I found this neat old vise at an estate sale today.There is something stamped on this in two spots , but I can't make them out.I'll have to take it out to the garage to clean it better.I only wiped it down with a paper towel and Kroil.There is a spring wound around a rivet  that  has been bent.I've never seen this style before in this small of a size.

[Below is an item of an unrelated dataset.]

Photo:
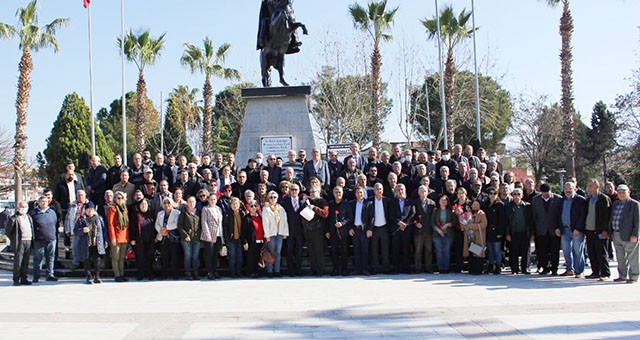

    The jaw width is 1 9/16" , It opens up to just over 2" , 4 1/2" tall. It's stamped J.T. Ryon on the outer jaw below the screw as well as the side of the inner jaw edge. Both jaws have crosshatch pattern on them. The vise in general is in pretty good shape and kinda tight.

turnnut

never seen one like that, nice find.   I like the bottom clamp plate.

Branson

Mine has had the handle replaced, but I have one of these, too.  The jaws on mine are identical.  I wonder what's with the extended back jaw on these.

Ken W.

I think that would be to pound on something small.

scottg

You would go 7 lifetimes of yard and estate sales here on the worst coast,
before you found something like this.
I have been offered exactly 2 ordinary post vises in 40 years. Ordinary 4" post vises you can't give away back east, in 40 years.
    yours Scott
   
PHounding PHather of PHARTS
http://www.snowcrest.net/kitty/sgrandstaff/

Ken W.

#5
Your making it sound really special. 

  I just updated my first thread with more info.

oldtools

Looks like it clamps on to a round pipe? or would really dig into wood when mounted..
Aloha!  the OldTool guy
Master Monkey Wrench Scaler

Ken W.

This would really dig into the wood when mounted.

Branson

Quote from: oldtools on February 24, 2014, 04:02:59 PM
Looks like it clamps on to a round pipe? or would really dig into wood when mounted..

It's *supposed* to really dig into the wood of a bench top to make them perfectly stable in use.  These have been made at least as early as the 1700s, and are called "table vises."  Teeth in both pieces that clamp onto the table or bench, top and bottom. 

Ken W.

How would you go about dating this vise ?

Branson

Quote from: Ken W. on February 26, 2014, 01:56:00 PM
How would you go about dating this vise ?

I'm really not sure.  I'll want to check mine more carefully to see if I find the Ryon name on mine.  The extension of the back jaw is quite unusual and argues a special use -- it seems as though it's intended to work like a brake, so perhaps an application in tin smithing.  I'll check with a friend who is
very familiar with 18th and 19th Century tin smithing for a start.  These, yours and mine,  clearly aren't hand smithed, but neither are they castings,
so I suspect strongly that they date to the mid 1800s, almost certainly not later than 1880 or so.  The Ordnance Department was issuing table vises of
the more common sort (look just like mini leg vises) by the 1840s -- mass produced with interchangeable parts.